Reel Shorts | Dr. Seuss’ Horton Hears A Who

13 03 2008

Three generations of comedians brilliantly bring Dr. Seuss’ masterwork gloriously back to life in the hilarious animated classic, “Dr. Seuss’ Horton Hears A Who.”

While relaxing in peace in his jungle home, Horton (Jim Carrey) sees a small speck float by and swears he hears a voice. Instantly curious, the fun-loving elephant decides to retrieve the minuscule spec and communicate with it. After retrieving the tiny floating particle, he discovers that not only is there a voice, but an entire world living within better known as Whoville.

After consulting with Whoville disbelieving Mayor (Steve Carell), Horton decides that he must finds a safe haven for their tiny world or else their floating society will be destroyed. In addition to shepherding Whoville to safety, he must also stand up to contemptuous Kangaroo (Carol Burnett) who rallies her jungle neighbors to stop Horton from spreading his message of hope and imagination to the other jungle inhabitants. Kangaroo takes out a hit on Horton, hiring Vlad the Eagle (Will Arnett) to stop him once and for all. With Vlad and later all of his jungle neighbors after him, Horton – with the help of his only true friend, Morton (Seth Rogen) must summon up every bit of courage he can to survive his great adventure.

Meanwhile in Whoville, the mayor keeps trying to sound the alarm to his citizens but they and the council ignore his pleas not wanting anything to interfere with the town’s 100th Anniversary celebration. And to make matters worst, he and his son Jo Jo (Jesse McCartney) aren’t seeing eye-to-eye. What’s the mayor to do?

Originally written in 1954, Dr. Seuss’ story finally gets the star treatment it deserves. Rich in color, the film is brilliantly drawn and storyboarded. Featuring dreamlike sets, “Horton” is an animated achievement. For a change the voice-work matches the film beautifully. Starting with stars Carrey, Carell and the legendary Burnett, they provide a solid foundation for the best animated film of this decade. Even with Carrey’s ad-libing, the tone never strays away from Seuss’ original message of diversity and tolerance for one an all.

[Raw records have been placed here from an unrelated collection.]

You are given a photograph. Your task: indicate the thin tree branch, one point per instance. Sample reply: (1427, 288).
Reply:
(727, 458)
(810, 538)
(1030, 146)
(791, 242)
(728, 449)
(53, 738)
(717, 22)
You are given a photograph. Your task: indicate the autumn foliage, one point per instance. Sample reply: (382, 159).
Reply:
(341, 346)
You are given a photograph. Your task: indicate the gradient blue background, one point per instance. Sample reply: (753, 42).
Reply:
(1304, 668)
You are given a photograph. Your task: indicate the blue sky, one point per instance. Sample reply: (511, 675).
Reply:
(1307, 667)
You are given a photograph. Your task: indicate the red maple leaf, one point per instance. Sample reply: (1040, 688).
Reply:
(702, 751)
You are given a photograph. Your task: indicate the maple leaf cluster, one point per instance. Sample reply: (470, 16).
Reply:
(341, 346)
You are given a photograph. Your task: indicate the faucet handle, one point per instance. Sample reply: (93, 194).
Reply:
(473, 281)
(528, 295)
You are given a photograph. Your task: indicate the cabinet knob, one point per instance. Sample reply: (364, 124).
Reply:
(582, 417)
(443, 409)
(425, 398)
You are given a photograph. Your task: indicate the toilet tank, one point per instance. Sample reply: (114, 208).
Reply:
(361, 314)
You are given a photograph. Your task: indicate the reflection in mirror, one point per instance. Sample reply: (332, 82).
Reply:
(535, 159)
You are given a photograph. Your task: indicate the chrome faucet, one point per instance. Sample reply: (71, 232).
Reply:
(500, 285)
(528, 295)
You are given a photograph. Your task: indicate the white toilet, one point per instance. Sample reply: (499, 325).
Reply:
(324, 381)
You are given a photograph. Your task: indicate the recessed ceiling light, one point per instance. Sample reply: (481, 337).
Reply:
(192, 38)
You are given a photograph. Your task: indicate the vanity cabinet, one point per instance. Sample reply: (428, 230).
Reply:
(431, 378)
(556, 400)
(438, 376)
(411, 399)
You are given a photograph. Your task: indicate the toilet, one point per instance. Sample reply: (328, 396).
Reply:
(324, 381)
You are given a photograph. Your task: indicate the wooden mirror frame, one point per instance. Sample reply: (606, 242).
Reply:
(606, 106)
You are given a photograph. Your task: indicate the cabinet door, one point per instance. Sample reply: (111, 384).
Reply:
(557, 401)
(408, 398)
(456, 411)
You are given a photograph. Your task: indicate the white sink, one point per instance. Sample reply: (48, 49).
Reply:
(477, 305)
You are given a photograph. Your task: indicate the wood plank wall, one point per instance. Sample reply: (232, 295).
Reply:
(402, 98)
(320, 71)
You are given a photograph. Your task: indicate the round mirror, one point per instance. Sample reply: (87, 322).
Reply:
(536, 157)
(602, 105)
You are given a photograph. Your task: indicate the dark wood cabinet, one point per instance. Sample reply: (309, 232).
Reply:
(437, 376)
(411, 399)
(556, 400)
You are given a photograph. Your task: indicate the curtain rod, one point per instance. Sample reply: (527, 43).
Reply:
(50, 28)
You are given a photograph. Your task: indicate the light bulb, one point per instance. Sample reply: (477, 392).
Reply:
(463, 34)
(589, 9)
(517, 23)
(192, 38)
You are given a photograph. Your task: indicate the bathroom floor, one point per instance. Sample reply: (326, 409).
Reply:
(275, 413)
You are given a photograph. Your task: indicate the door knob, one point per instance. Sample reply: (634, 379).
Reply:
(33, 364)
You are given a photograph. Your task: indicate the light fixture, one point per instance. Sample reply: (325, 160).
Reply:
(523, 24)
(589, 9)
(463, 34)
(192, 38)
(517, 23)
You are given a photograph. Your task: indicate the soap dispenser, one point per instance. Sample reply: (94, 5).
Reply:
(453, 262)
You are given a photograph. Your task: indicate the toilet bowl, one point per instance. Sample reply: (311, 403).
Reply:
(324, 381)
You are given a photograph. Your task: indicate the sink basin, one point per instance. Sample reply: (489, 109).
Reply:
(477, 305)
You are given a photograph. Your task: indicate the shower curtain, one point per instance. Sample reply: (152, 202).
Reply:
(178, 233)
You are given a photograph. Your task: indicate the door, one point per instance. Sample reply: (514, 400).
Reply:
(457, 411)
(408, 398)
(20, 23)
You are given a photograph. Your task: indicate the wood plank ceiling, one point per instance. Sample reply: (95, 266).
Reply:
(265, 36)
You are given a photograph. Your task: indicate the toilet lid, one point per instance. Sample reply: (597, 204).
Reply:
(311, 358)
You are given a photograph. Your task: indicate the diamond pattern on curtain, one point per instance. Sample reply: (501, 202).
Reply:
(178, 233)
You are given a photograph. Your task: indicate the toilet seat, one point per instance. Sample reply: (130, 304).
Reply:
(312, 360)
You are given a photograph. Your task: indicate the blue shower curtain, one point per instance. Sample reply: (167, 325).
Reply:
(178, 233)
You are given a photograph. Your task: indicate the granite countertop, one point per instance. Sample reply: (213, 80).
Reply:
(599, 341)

All of this talent, in front of and behind the camera, would be wasted without a funny script and screenwriters Ken Daurio and Cinco Paul don’t squander the film’s considerable talent. They brilliantly adapt Seuss’ work making it relevant for 21st century families. “Dr. Seuss’ Horton Hears a Who’s” juxtaposition of two worlds, one big and the other tiny is still as timely now as when he first created it because “”After all, a person is a person, no matter how small.”